The influence you hold over your children is never linear but ever-present…even if for some of those middle school years, they walked behind you and asked you not to say anything to anyone. I actually remember at that age asking my mother to “not be so nice” to the shopkeepers and to “stop asking how they are.” She would smile at me and keep at it, and I would find some other place to be in the store. Throughout, holding hands or walking ahead of them, you have been their rock, their architectural foundation, letting them build on with their own style of brick. I once had a parent share with me the question that guided him in parenting. He asked, “what gift or character of mind would you most want to be thanked for when your child is 30?” Now, with a little quiet pride, might be a good time to name that character of gift in your own remarkable young scholar. Clara Spence, herself, in 1917, answered that very guiding question when she hoped that for every graduate, “the outer life of action and the inner life of thought (would be) closely interrelated.” I think Clara would be proud of this class.

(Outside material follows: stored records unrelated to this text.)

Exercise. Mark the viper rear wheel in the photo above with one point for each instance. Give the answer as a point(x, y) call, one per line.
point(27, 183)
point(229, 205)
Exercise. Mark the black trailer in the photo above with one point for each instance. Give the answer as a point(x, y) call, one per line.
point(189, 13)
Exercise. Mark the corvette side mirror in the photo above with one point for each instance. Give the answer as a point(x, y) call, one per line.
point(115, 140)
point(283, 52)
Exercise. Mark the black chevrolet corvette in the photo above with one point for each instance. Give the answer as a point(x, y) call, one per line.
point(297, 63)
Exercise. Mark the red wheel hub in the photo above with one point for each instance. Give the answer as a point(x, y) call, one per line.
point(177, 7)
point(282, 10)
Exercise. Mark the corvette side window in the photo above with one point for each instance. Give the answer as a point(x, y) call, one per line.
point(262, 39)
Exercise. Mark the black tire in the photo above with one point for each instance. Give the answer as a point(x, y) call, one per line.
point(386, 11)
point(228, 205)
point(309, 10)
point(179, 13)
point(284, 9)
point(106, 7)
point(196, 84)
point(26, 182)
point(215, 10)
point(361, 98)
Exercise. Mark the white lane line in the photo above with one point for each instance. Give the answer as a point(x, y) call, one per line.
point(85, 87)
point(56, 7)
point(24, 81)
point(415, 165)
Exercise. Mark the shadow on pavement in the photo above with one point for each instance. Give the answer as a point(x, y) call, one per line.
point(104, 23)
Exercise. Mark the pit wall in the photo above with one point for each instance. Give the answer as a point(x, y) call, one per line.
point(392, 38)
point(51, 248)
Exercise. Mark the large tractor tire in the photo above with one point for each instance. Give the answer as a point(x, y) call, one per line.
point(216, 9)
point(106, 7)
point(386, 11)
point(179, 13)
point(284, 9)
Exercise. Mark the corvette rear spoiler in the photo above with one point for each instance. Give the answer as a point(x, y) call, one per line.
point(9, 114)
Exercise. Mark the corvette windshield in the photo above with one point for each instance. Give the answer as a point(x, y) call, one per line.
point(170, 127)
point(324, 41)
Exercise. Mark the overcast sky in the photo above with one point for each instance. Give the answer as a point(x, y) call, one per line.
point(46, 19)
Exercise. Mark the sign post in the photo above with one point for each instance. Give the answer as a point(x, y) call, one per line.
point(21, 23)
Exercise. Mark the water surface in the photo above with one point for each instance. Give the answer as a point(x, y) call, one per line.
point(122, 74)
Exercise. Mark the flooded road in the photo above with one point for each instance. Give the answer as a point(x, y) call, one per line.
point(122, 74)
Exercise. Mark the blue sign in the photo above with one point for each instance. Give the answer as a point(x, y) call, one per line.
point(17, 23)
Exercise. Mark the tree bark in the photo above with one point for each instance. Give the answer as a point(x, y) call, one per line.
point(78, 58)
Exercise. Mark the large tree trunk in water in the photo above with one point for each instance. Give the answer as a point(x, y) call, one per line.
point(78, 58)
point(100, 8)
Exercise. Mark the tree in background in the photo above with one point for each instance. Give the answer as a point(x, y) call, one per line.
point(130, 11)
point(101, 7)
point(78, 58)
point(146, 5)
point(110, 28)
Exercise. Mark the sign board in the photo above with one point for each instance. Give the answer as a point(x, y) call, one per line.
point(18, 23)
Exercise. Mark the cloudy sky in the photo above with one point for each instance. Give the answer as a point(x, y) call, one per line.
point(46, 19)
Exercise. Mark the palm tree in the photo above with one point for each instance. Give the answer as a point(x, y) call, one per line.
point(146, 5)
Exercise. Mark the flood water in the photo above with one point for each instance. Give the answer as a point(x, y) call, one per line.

Finally, I’m always struck by the number of times our students call Spence “their second home.” It happens all the time. And lately I’ve been giving that some thought in regards to our partnership. I think it’s important to highlight that moniker of “second” because the first home, always is yours. It’s your home that makes ours a healthy second, and it’s your home that they will soon leave, but will always come home to. (Believe me…they will come back!) It’s your home in which they know every corner like the back of their hands, where they know they can just open that refrigerator door and grab whatever they want, where they find space to just be and to grow. And, we, at Spence, are happy to be the “second” to all of that.
So, what I “meantersay” is thank you, parents, for your partnership, for your trust in us and for letting us be part of your lives. We will never let you go too far away.